Fonte: facebook
di Alfredo Morganti – 3 marzo 2015
Rubo qualche concetto a Walter Tocci, che queste cose le scrive e le discute da decenni in modo lucido e, spesso, inascoltato. Il dato di fatto, limpido dinanzi a noi, è che oggi è scomparsa la cultura del progetto. Le prime a risentirne sono state, ovviamente, le opere pubbliche. Il cui iter realizzativo è spesso lungo e tormentato, sia sul piano tecnico sia su quello finanziario.

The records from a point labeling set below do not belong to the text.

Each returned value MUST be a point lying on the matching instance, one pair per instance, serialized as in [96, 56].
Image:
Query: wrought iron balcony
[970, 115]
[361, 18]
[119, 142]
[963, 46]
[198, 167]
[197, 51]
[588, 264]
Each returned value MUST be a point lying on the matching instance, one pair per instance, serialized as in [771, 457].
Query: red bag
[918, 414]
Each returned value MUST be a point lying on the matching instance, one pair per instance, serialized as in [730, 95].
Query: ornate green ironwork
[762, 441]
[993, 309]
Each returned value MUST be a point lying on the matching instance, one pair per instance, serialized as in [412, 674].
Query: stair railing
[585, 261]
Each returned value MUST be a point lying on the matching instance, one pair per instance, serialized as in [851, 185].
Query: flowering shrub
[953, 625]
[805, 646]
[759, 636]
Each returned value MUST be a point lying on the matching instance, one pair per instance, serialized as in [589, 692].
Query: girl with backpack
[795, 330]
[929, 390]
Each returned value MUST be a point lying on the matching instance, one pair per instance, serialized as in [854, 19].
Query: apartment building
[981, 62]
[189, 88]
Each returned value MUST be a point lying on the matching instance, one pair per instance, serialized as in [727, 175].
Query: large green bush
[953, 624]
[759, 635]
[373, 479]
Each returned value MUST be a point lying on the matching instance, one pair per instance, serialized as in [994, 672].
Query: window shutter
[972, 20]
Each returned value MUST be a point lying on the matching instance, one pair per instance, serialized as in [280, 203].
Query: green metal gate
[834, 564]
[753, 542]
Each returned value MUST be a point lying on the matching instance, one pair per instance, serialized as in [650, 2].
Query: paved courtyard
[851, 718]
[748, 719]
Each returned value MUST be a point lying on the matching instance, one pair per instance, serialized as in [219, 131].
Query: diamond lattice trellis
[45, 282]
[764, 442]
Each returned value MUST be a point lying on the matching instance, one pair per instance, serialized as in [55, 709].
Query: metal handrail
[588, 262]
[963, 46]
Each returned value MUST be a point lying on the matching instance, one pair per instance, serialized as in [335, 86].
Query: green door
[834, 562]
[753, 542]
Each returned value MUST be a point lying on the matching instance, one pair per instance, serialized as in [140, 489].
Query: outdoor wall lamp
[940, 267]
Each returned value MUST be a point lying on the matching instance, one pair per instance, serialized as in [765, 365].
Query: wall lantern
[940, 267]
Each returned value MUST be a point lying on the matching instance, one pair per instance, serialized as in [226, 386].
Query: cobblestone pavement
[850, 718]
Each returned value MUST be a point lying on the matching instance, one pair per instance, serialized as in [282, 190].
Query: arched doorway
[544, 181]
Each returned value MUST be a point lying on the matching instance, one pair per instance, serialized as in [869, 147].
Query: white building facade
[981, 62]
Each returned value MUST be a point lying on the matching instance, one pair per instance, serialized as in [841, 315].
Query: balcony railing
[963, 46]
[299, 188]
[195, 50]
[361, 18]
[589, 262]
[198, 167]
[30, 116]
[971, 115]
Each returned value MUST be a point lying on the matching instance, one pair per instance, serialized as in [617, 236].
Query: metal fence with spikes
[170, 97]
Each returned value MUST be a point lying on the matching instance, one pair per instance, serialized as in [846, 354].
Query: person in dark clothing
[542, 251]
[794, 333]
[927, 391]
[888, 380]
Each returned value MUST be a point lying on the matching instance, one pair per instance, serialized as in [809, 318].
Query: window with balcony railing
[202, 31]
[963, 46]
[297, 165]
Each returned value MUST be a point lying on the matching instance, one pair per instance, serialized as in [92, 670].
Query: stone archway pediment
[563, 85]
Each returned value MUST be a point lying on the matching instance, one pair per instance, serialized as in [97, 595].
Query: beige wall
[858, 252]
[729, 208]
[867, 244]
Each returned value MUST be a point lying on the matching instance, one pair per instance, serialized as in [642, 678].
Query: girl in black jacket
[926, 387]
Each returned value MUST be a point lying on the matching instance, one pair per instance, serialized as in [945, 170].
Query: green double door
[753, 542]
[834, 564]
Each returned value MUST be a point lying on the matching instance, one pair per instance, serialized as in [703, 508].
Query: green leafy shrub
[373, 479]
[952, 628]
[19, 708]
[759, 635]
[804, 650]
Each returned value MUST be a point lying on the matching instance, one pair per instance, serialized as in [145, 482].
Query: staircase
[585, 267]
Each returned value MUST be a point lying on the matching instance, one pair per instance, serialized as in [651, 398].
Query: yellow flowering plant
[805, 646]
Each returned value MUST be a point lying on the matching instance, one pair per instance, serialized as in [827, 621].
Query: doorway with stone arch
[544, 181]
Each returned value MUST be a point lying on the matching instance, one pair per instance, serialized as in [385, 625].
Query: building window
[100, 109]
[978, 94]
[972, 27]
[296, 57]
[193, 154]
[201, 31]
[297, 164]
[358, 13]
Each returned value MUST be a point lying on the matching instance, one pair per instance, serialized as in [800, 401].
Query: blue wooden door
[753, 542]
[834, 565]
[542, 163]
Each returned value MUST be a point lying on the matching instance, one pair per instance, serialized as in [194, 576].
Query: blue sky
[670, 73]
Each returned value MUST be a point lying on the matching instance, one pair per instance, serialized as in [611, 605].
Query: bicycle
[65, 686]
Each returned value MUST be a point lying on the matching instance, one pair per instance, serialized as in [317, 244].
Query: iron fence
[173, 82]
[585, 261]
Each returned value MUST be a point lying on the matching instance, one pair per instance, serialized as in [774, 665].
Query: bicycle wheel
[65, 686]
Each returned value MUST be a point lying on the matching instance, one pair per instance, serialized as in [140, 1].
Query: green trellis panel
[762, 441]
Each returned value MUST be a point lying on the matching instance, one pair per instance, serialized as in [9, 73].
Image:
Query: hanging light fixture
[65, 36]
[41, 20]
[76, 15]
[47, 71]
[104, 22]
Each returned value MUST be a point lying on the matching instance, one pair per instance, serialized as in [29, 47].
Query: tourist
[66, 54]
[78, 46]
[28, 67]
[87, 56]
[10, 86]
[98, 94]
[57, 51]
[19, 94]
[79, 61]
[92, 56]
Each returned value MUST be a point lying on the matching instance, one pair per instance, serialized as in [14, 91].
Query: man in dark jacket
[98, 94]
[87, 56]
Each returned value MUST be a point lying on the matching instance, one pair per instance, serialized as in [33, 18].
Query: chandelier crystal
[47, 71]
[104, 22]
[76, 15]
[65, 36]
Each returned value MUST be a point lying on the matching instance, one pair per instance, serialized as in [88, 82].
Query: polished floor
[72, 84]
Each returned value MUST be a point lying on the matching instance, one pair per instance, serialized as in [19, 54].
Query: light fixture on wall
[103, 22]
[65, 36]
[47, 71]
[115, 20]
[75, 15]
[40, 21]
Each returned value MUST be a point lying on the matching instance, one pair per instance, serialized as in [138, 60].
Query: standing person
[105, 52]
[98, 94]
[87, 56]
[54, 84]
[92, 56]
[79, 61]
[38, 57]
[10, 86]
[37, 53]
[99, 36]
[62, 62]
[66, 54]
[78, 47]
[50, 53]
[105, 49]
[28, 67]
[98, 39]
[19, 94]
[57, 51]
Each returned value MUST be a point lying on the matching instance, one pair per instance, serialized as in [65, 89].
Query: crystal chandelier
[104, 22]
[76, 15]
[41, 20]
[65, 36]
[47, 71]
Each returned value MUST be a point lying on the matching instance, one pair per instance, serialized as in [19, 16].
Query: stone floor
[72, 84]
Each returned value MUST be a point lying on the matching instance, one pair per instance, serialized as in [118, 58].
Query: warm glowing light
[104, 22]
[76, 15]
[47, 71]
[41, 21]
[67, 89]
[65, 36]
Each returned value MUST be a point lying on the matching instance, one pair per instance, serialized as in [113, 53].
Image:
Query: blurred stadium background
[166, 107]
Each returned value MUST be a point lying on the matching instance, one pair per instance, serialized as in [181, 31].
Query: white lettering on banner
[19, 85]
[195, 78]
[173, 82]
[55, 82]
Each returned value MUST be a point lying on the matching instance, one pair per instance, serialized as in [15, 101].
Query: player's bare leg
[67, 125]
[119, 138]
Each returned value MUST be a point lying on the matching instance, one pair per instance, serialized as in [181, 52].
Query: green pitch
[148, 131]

Al fondo di molti fallimenti c’è la devastazione delle capacità pianificatorie e progettuali delle pubbliche amministrazioni, l’incapacità di avere uno sguardo strategico, pianificato e più lungo della misera vicenda politica quotidiana e delle emergenze vere o false che essa impone sotto la pressione dei media, del consenso per il consenso, delle ambizioni personali, della diffusa ‘ignoranza’. I tempi sono sempre più ristretti, la comunicazione prescrive un velocissimo mordi e fuggi, con verifiche istantanee o quasi delle battute fulminee che squarciano lo spazio politico come meteore. Ma il ‘progetto’ è assolutamente altro rispetto a questo ritmo rapido, ai tempi ristretti che dettano legge. Come si fa a progettare alcunché se lo spazio linguistico si restringe ai 140 caratteri, se la frettolosità diventa norma, se le ‘riforme’ sono divenute metafora di una saetta? Ecco il punto.
Senza capacità progettuale, la trasformazione è una specie di falso ideologico. Non c’è spessore per l’azione politica e amministrativa, solo l’eterno ritorno dell’eguale quotidiano: le risse, le chiacchiere, il trionfo del tweet. Il compito di un’istituzione non è quello di reggere la coda alla rendita, alle corporazioni, alle combriccole urbane, ma di costruire una ‘intelligenza pubblica’ per guidare con forza i processi di trasformazione. Questa qualità della progettazione (a cui può corrispondere finalmente una qualità delle opere) deve essere parte integrante dell’istituzione locale, affinché sia capace di governare la città trasformandola. Con la chiosa giusta, opportuna, ineludibile, che senza questa capacità di progettazione, l’ambizione di cambiare davvero qualcosa è velleitaria. Non c’è cambiamento senza progettazione, non c’è cambiamento nello spazio ristretto e oppressivo di un tweet di governo, di un’OPA aggressiva, di un mordi e fuggi politico, insomma. Non si rovescia alcun guanto gesticolando la mera politica del ‘fare’! Perché sono proprio i tempi ristretti imposti dalla comunicazione, è proprio la pigrizia verso lo studio e la pianificazione, è proprio questa ideologia praticona a disarmare la capacità di trasformare in modo irrimediabile e consistente le nostre città, il Paese in cui viviamo e, io direi, ancor più il nostro mondo, nella sua essenza e nella sua vastezza.